Grady and Burger elected to close Chilmark Chocolates at the end of 2019, telling staff in a letter that: “We are hanging up our aprons and gloves. We feel very fortunate to have had a chance to work with all of you and so many other inspiring people over the past 33 years.” The letter further explained that they had chosen not to sell the business, preferring “to let it stand for what we all worked together to create.” The letter captured the essence of what their business had been: A community of workers existing within, and serving, a community of customers stretching across the Island and far beyond.
9. The Black Dog began as a year-round restaurant, but became a lifestyle brand
Date: 1995
Reference: 2013.029
Founded by Bob Douglas — an ex-fighter pilot turned windjammer captain — the Black Dog Tavern embodied the eclectic spirit of Martha’s Vineyard in the 1970s. It became a place where day tourists and summer people mingled with year-rounders, and waterfront workers nodded greetings to doctors and bank presidents. Cooks and servers — mostly young, all casually dressed — dispensed dishes with whimsical names that put a modern culinary spin on traditional New England cuisine.
The Black Dog logo, modeled after Capt. Douglas’s own black Labrador, appeared first on colored t-shirts that passed for a staff “uniform.” As employees passed on spare shirts to their friends, they became a sought-after souvenir of a summer on the Island. Recognizing an opportunity, the Black Dog began producing branded t-shirts to sell directly to the public. The company’s line of branded goods expanded steadily from there: sweatshirts, hats, tote bags, dog bowls, coffee mugs, and cookbooks reprinting recipes for the restaurant’s now-iconic dishes.

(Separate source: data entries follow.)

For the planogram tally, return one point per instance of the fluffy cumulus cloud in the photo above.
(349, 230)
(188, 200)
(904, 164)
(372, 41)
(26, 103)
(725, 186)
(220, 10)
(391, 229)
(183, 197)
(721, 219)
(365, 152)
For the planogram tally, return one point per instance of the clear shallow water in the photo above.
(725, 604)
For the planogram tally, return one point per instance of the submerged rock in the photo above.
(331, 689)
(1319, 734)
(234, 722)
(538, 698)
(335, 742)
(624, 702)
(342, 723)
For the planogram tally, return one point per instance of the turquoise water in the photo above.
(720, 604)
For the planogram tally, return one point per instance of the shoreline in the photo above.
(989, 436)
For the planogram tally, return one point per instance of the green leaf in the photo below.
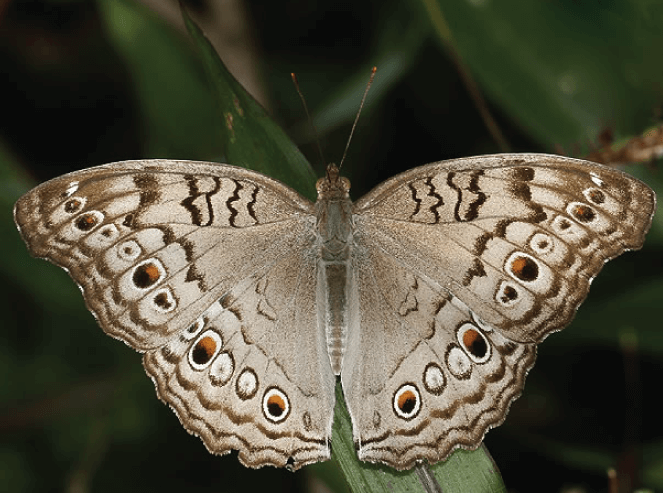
(563, 70)
(251, 138)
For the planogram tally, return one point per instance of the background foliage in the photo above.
(86, 83)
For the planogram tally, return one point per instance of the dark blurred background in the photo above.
(89, 82)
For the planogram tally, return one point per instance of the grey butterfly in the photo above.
(428, 296)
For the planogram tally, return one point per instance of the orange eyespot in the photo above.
(204, 350)
(474, 343)
(87, 221)
(524, 268)
(146, 275)
(276, 405)
(583, 213)
(407, 401)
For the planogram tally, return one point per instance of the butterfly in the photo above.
(427, 297)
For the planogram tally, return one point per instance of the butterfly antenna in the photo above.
(361, 106)
(308, 115)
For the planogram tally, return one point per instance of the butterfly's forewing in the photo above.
(461, 268)
(200, 266)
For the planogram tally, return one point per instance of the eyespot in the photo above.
(523, 267)
(474, 343)
(275, 405)
(541, 243)
(407, 402)
(88, 221)
(148, 273)
(194, 329)
(204, 350)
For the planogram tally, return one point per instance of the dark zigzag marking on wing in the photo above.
(234, 198)
(432, 192)
(417, 201)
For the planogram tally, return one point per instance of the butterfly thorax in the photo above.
(334, 230)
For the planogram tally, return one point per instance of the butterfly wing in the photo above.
(461, 268)
(202, 267)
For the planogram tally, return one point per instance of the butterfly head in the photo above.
(333, 185)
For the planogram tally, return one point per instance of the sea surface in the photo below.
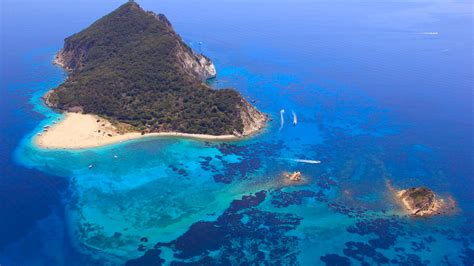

The Black Dog shirts were originally produced by a local screen-printing artist, and the earliest Black Dog mail-order catalogs (like the 1995 edition shown here) were created by the Island-based design firm of Kolodny & Rentschler. The Black Dog brand has now grown well beyond its Island roots (some visitors are now startled to learn that the restaurant not only exists, but pre-dates the clothing empire), and other companies have tried — with varying success — to establish their own Vineyard-themed brands. The Black Dog remains in a class by itself, however, because of its unique ties to Island history.